Sie waren später sogar als Second-Unit-Kamerafrau bei „The Bourne Supremacy“ dabei, nicht?
Ja, es war sehr faszinierend, old school Auto-Action zu drehen. Da wurden wirklich verdammt viele Autos geschrottet. Ich glaube, von diesem sündteuren Mercedes-Modell damals wurden an die zehn Stück kaputt gefahren. Grüne Produktion sieht anders aus, aber es war aufregend zu sehen, wie da gearbeitet wird.

Was haben Sie in Ihrer langen Karriere eigentlich noch nicht gemacht, was Sie gern machen würden?
Ein Thriller fehlt noch in meiner Vita. Aber vor allem geht es mir darum, gute, spannende und auch unbequeme
Geschichten zu erzählen. 
Es gibt noch so viel zu erzählen, vor allem gibt es ein großes bisher vernachlässigtes Potenzial an weiblich dominierten Geschichten. Oder auch Filme aus Afrika und dem Nahen Osten, denn über diese Regionen wissen wir in Europa viel zu wenig.

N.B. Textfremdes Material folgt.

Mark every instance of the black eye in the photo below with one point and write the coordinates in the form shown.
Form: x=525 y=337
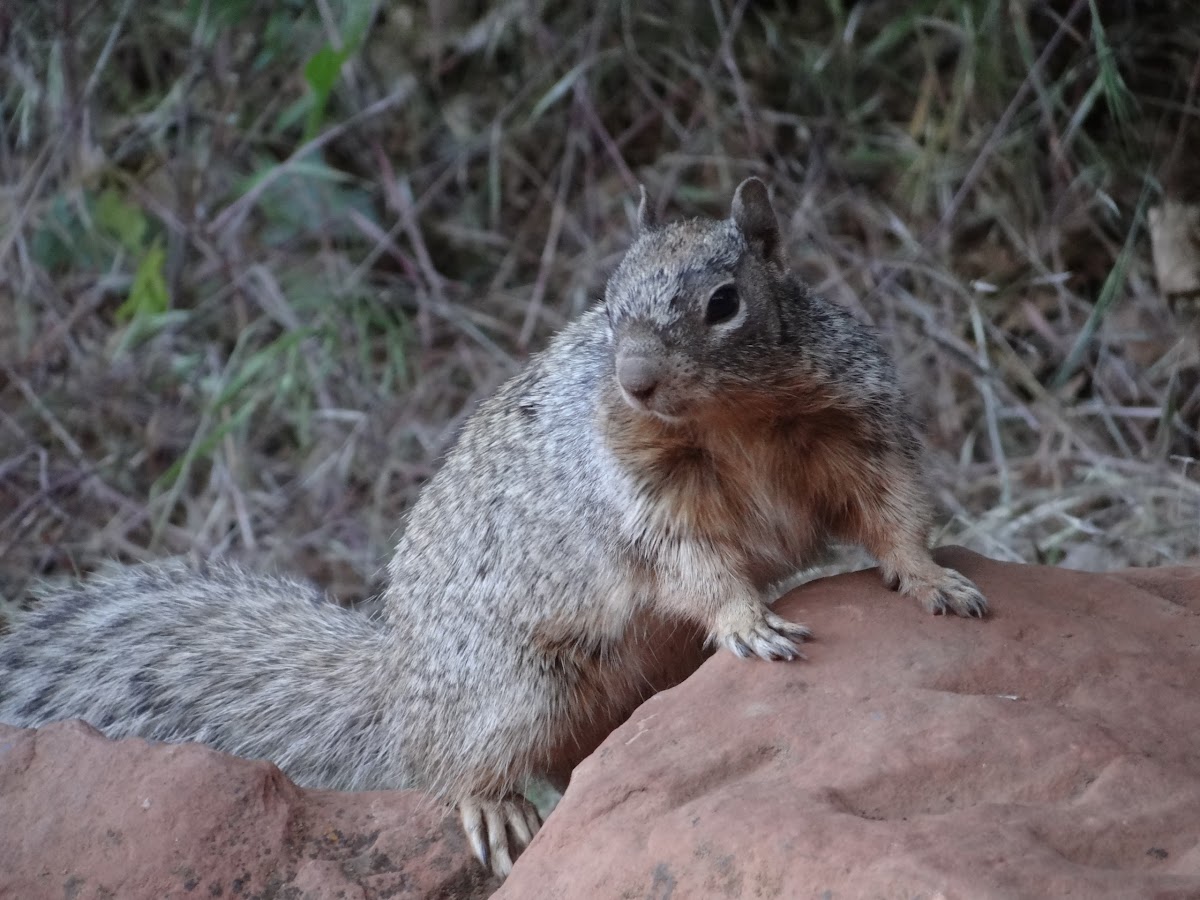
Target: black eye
x=723 y=305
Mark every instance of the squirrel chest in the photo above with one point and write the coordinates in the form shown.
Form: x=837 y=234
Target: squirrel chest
x=765 y=491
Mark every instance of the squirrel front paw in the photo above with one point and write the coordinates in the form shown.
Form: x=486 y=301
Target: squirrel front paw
x=489 y=823
x=949 y=592
x=757 y=631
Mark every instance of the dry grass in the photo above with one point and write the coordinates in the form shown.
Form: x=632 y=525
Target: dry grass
x=249 y=294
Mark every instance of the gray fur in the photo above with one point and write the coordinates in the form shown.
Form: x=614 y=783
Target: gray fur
x=564 y=563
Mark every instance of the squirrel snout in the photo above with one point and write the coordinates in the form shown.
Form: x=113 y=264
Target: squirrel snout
x=639 y=377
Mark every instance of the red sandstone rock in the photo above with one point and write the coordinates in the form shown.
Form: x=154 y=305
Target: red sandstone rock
x=85 y=817
x=1051 y=750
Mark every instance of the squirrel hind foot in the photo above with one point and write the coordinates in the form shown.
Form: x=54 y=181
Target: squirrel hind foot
x=498 y=827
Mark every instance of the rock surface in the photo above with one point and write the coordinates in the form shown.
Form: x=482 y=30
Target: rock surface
x=1051 y=750
x=82 y=817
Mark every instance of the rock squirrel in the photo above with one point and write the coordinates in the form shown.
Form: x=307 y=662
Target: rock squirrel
x=687 y=443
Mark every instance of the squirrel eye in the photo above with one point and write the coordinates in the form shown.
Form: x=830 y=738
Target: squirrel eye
x=723 y=305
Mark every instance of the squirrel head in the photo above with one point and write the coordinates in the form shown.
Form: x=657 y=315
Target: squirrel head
x=697 y=309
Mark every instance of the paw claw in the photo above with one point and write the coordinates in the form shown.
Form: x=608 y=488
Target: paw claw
x=489 y=825
x=953 y=593
x=771 y=637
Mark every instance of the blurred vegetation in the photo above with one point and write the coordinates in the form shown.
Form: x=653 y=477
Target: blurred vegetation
x=259 y=261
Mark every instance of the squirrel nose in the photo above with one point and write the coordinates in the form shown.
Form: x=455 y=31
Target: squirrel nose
x=639 y=377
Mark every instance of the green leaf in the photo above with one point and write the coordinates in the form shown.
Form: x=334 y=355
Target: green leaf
x=121 y=219
x=322 y=71
x=148 y=293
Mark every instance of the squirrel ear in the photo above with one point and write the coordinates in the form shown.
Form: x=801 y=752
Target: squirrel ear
x=755 y=217
x=645 y=215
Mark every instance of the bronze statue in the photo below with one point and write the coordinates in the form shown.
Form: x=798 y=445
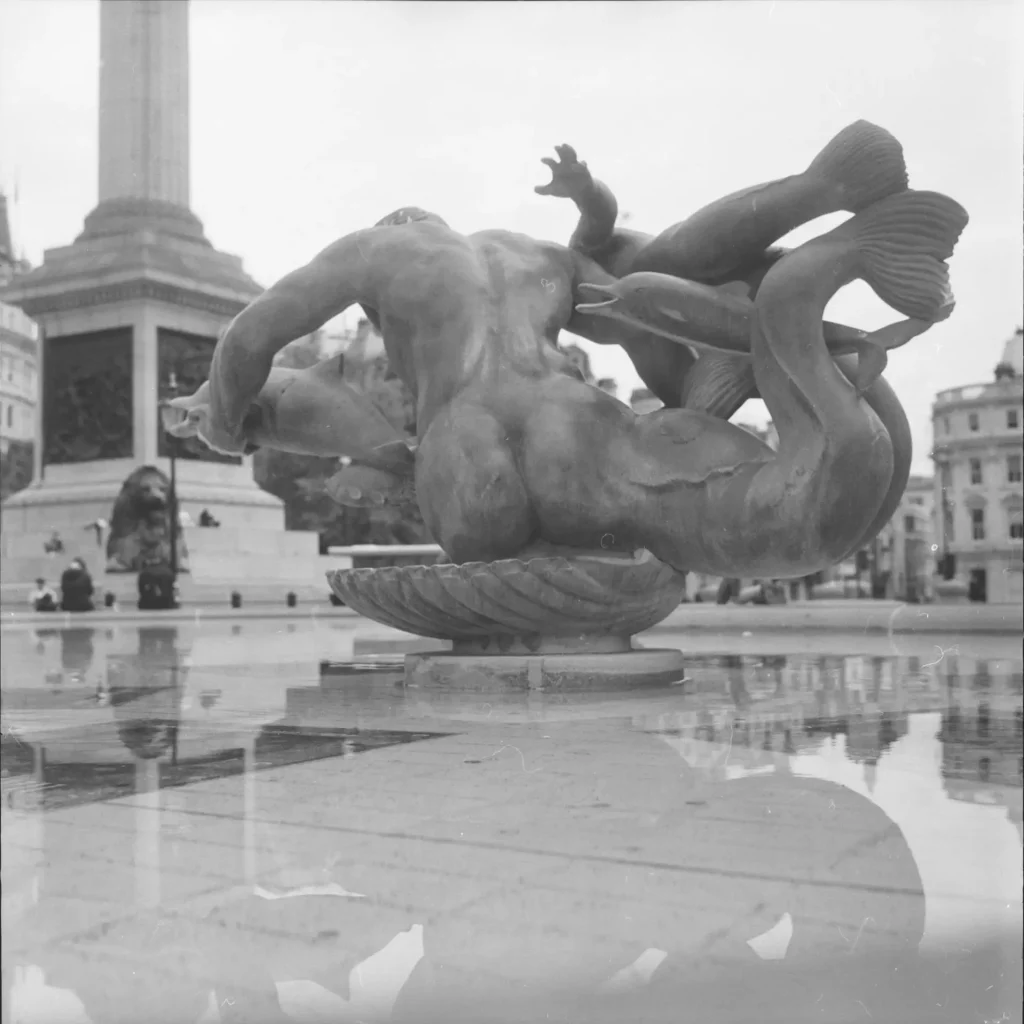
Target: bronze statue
x=514 y=455
x=729 y=244
x=140 y=523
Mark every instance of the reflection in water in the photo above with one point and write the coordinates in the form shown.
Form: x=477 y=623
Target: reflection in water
x=522 y=864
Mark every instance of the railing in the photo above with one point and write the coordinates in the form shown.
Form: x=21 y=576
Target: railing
x=385 y=550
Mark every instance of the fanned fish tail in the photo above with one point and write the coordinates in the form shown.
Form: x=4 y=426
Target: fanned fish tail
x=872 y=352
x=865 y=162
x=903 y=243
x=719 y=385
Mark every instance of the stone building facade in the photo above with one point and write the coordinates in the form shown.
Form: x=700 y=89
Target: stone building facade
x=979 y=460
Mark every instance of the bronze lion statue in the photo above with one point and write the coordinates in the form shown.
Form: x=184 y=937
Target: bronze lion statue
x=140 y=524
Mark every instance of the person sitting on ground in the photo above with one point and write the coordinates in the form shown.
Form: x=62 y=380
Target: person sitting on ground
x=76 y=588
x=156 y=586
x=43 y=598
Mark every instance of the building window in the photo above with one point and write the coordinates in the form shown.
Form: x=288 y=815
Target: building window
x=978 y=524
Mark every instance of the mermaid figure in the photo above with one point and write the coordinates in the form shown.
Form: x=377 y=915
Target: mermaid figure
x=727 y=246
x=512 y=451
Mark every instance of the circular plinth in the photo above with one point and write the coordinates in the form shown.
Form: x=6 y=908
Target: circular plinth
x=580 y=671
x=577 y=598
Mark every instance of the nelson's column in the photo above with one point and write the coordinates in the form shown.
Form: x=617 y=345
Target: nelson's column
x=134 y=305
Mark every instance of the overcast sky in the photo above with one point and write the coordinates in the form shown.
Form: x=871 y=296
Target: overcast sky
x=313 y=119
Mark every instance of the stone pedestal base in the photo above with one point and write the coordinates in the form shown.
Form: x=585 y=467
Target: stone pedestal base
x=550 y=671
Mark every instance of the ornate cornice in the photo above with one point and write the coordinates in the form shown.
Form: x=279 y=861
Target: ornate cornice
x=128 y=292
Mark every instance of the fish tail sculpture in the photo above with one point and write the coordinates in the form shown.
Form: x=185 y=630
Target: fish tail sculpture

Und ein weiteres österreichisches Projekt mit Kamerafrau Birgit Gudjonsdottir?
Alma Magic ist ein Film nach dem Drehbuch von Ursula Scheidle, in dem sich unsere Hauptfigur auf den Spuren des Schicksals der österreichisch-jüdischen Emigrantin Melitta Urbancic nach Island aufmacht. Die Figuren folgen vor allem der Prämisse: „Wer wahrhaft auszieht, kehrt nie heim, doch er verwandelt.“ Dies ist ein Vers aus dem heute noch hoch aktuellen Werk der Dichterin Melitta Urbancic. Island ist für die Essenz dieses Films wohl die beste Kulisse. Denn in keinem anderen Land kann man dem Werden und Vergehen unserer Erde, unserer Existenz besser zusehen als dort, tatsächlich, live. Lassen Sie sich davon überraschen und verstören!

„Die Rüden“ feierte seine Welturaufführung am 25. Oktober bei den Hofer Filmtagen.